Bill Karwin has a blog post called “Why Should You Use An ORM?” which is being discussed on Reddit and I was confused about a couple of points.
In it he says in the comments section:
OODBMS and ORM works only on objects
that we’ve instantiated in the
application layer. I.e. there’s no way
to do a query like this:UPDATE Bugs SET status = ‘CLOSED’
WHERE status = ‘OPEN’;To do this in an ORM or an OODBMS, you’d have to fetch all bugs that
match the criteria and instantiate
objects for them. Then you could set
the attribute and save the objects
back to the database one by one. This
is expensive and certainly requires
more code than the equivalent SQL
operation shown above.This illustrates an advantage of a
language like SQL that treats sets as
a first-class data type. The OO
paradigm cannot substitute for the
relational paradigm in all cases.
There are some ordinary operations
that SQL can do much better.
I bolded the part where he says you have to instantiate objects for these bugs when you use an ORM because that’s the part I’m confused about.

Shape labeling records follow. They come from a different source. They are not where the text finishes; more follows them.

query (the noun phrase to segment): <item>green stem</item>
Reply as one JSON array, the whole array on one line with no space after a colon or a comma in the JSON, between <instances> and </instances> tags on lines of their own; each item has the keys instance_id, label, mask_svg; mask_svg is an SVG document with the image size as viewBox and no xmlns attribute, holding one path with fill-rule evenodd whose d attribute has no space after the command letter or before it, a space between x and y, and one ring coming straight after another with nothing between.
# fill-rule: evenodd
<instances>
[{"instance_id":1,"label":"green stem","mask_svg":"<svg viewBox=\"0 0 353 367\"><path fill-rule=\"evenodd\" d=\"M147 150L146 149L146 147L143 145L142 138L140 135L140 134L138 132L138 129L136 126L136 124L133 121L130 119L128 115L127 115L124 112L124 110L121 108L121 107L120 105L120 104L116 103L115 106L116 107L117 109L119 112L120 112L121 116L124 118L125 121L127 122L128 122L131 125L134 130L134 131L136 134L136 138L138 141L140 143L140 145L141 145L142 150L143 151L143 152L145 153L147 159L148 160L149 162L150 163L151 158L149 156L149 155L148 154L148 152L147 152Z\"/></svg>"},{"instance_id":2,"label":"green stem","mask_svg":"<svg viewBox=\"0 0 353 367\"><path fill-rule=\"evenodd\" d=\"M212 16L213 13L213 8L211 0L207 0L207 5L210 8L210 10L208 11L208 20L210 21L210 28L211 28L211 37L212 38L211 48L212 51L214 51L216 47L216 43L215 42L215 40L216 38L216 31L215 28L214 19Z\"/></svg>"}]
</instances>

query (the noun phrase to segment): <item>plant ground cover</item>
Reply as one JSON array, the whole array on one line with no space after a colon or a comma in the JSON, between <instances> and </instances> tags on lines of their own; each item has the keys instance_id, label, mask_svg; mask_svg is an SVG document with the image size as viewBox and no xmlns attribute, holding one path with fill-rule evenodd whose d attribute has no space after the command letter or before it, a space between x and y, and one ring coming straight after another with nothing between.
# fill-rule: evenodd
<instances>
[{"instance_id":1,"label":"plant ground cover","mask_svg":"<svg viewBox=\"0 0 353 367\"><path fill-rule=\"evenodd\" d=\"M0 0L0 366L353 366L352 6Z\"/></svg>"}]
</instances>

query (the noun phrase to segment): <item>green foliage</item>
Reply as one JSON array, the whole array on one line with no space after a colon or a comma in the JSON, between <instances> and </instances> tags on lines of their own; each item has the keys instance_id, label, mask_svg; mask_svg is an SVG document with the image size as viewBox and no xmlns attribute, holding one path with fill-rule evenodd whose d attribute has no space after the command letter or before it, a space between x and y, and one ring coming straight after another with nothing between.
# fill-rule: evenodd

My question is why do you have to? Okay, object-oriented is one thing and relational is another. But is it really true that they are so different that there is no way to represent an object so that it can be understood by the relational database? For example, I’m thinking about how you can serialize an object and then it gets written into a file-storable format. Couldn’t you use a format like that to transfer the object to a relational database?
You’ve missed the point of my statements. I didn’t mean that one couldn’t store an object in a relational database. I meant that the OO paradigm assumes you have an instance of that object in application space. That is, you can call methods and access properties of an object:
But in any ORM I’ve seen*, you can’t operate on an object instance without first fetching it from the database. Nor can you operate on whole sets of rows at a time, as you can with SQL.
It would be interesting to see an ORM package that had an object type mapping to a set of data. Then when you change an attribute, it applies to all rows in that set. I haven’t seen any ORM attempt to do this.
It would be very challenging, because of concurrency issues. Does the set include rows that were in that set when you instantiated the object, or when you execute the change, or when you save the changes? If it supports all these permutations as options, then it starts to get so complex to use that one might rightly think that it represents no actual improvement over using SQL directly.
Re your comment: It’s not that sets and objects are incompatible. A set can be an object (Java even has classes for Collection and Set). But the OO paradigm assumes operations apply to one object instance, whereas relational operators always apply to sets (a set of one row is still a set). And in reality, ORM packages that exist today make the same assumption, that one can change only one instance of a row at a time, and you must have fetched that row before you can change it.
It’s possibly in theory to expand the capabilities of an ORM to work on sets — but AFAIK no one has tried to do this. My claim is that an ORM that could do all of what relational operators can do would be much worse to use than SQL.
* I am excluding SQL-like pseudolanguages like HQL, that happen to be part of an ORM package (Hibernate in the case of HQL) but that pseudolanguage itself doesn’t qualify as an ORM.